Commencer la propagation de grève humaine dans et contre une institution n’est pas la simple « radicalisation » d’un mouvement social, au sens où celle-ci pourrait s’identifier dans des faits isolés, le désaveu des leaders syndicaux, des heurts lors d’une manifestation, la séquestration d’un bureaucrate, l’occupation de « lieux symboliques »... Elle impliquerait avant tout une logique de sécession : chercher à dissoudre l’institution plutôt que de chercher le dialogue ou même le conflit avec ses gestionnaires du moment, ministres, managers. Ne plus déterminer la constitution du lien communautaire par la nécessité de réagir à une attaque, n’en plus faire un moyen mais un processus valable pour lui-même, chercher à échapper au regard et aux critères de rationalité définis par la démocratie et ses employés. Briser la médiation démocratique et capitaliste entre nous et nos moyens de subsistance, dont l’appropriation et la maîtrise sont les conditions du jeu. Penser ainsi les moyens d’échapper ensemble au salariat, rendre impossible le retour à la normale, faire persister l’expérimentation au delà du retour périodique des mouvements et de leur prévisible effondrement.

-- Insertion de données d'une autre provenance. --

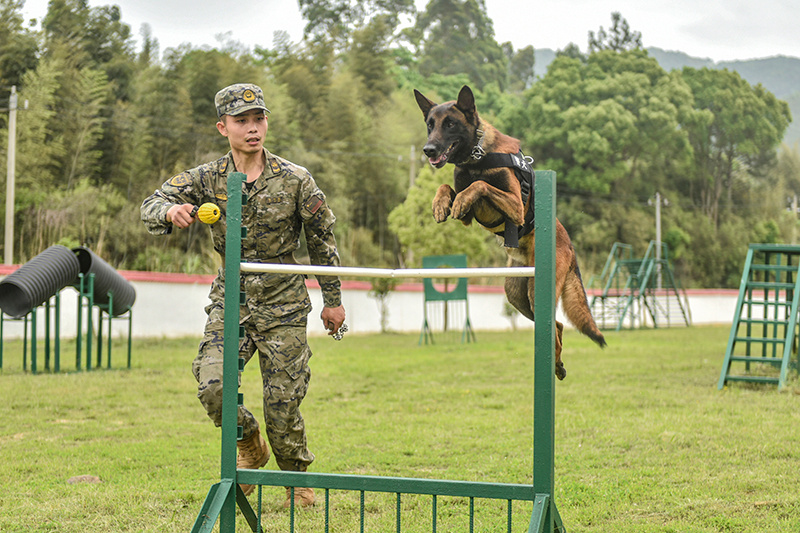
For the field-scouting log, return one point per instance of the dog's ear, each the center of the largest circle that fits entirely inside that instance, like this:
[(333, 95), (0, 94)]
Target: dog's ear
[(424, 103), (466, 102)]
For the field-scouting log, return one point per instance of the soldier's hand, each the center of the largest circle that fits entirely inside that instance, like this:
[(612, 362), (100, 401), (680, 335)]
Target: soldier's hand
[(181, 215)]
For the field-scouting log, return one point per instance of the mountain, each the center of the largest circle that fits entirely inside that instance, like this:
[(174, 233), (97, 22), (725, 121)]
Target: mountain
[(780, 75)]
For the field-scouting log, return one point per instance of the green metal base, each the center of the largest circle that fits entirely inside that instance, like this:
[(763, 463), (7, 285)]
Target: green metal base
[(215, 502), (545, 517)]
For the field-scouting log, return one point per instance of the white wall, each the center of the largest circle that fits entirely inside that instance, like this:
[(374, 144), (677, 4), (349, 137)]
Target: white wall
[(173, 306)]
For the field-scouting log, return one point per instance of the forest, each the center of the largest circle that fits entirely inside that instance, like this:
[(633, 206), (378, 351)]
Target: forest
[(110, 117)]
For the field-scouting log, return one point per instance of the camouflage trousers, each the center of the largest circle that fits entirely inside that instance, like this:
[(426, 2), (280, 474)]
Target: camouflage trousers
[(283, 356)]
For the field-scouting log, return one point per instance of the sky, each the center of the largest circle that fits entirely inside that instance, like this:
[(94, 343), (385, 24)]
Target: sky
[(721, 30)]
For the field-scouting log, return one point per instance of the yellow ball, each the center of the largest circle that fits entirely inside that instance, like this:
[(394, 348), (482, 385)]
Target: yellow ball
[(208, 213)]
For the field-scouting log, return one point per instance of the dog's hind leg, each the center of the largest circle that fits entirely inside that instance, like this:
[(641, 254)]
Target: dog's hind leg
[(517, 294)]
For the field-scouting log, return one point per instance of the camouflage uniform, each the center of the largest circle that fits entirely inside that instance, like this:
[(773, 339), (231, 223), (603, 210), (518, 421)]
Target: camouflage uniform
[(280, 202)]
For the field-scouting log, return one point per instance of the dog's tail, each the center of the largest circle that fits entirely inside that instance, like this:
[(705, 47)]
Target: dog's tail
[(576, 306)]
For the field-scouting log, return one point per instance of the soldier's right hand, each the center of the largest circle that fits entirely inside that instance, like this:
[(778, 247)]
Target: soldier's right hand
[(181, 215)]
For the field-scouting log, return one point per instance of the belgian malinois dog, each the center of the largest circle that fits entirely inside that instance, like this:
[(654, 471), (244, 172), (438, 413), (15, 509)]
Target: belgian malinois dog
[(492, 194)]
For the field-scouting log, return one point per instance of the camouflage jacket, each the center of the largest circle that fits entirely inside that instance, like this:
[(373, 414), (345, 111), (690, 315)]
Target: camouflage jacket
[(281, 202)]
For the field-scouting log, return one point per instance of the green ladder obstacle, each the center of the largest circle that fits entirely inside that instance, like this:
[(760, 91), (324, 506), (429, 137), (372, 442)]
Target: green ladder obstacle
[(224, 497), (639, 289), (764, 336)]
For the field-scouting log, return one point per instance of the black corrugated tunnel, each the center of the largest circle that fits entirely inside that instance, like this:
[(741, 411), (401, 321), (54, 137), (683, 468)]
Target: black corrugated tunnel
[(37, 280), (106, 279)]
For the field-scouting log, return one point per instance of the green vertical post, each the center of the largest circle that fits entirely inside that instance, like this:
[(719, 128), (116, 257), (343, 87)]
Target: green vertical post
[(230, 365), (58, 333), (130, 332), (89, 326), (79, 336), (545, 516)]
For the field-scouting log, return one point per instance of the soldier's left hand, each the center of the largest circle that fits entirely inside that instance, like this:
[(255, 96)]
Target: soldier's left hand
[(332, 318)]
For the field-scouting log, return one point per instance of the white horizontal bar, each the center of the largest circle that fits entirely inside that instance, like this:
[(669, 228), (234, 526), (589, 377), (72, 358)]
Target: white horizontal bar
[(361, 272)]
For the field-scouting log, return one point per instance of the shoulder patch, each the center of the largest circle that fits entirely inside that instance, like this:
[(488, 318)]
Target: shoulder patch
[(181, 180), (313, 204)]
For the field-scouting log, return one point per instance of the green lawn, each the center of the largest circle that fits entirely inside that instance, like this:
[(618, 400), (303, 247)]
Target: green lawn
[(644, 440)]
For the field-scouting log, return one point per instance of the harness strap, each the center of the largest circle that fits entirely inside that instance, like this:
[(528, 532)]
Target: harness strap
[(524, 173)]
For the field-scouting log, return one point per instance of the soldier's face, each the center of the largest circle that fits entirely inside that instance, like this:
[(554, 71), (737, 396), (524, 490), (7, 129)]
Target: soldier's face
[(245, 132)]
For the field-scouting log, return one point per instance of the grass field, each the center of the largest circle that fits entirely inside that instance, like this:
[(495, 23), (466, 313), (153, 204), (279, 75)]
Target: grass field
[(644, 440)]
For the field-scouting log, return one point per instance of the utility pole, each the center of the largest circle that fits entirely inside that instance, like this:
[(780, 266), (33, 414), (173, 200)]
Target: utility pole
[(10, 176), (658, 200)]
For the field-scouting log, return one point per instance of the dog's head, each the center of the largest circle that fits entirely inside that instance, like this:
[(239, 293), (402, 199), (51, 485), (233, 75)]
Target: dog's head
[(452, 128)]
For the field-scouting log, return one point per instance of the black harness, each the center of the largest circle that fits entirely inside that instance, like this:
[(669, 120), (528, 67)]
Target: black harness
[(524, 173)]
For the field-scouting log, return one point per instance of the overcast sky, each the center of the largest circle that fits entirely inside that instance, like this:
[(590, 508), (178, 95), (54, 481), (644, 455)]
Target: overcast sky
[(717, 29)]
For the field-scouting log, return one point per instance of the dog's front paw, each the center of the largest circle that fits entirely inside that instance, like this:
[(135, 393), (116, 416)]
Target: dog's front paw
[(461, 207), (441, 211)]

Cela passera certainement dans l’avenir par l’ouverture de maisons du peuple, rappelant ces lieux constitués par le mouvement ouvrier à la fin du XIXe siècle pour tisser les solidarités entre les luttes qui agitaient les divers métiers, luttes qui avaient pour ennemi commun la classe bourgeoise et qui cherchaient à s’agréger dans la constitution d’organes de lutte révolutionnaire (les premiers syndicats) de la classe ouvrière. Les maisons du peuple étaient ce lieu où l’on pouvait se rencontrer hors du travail, échanger des expériences, des informations et des savoirs, faire consister l’invocatoire prolétariat hors des moments de guerre sociale ouverte. Aujourd’hui qu’on ne peut plus rien attendre de ce qui reste des maisons du peuple (une triste juxtaposition de locaux syndicaux), qu’il est devenu impensable et même nuisible de vouloir agréger des luttes corporatistes qui ne peuvent plus réaliser cette agrégation que par le biais des intersyndicales et en respectant le consensus démocratique, il faut envisager l’ouverture de telles maisons comme une tentative de communisation des diverses expressions du refus, qu’elles viennent du salariat classique, de la production immatérielle et du précariat, des zones d’autonomie qui cherchent à abolir en elles les rapports de production, des populations inadaptées et /ou inadaptables qui peuplent les métropoles contemporaines.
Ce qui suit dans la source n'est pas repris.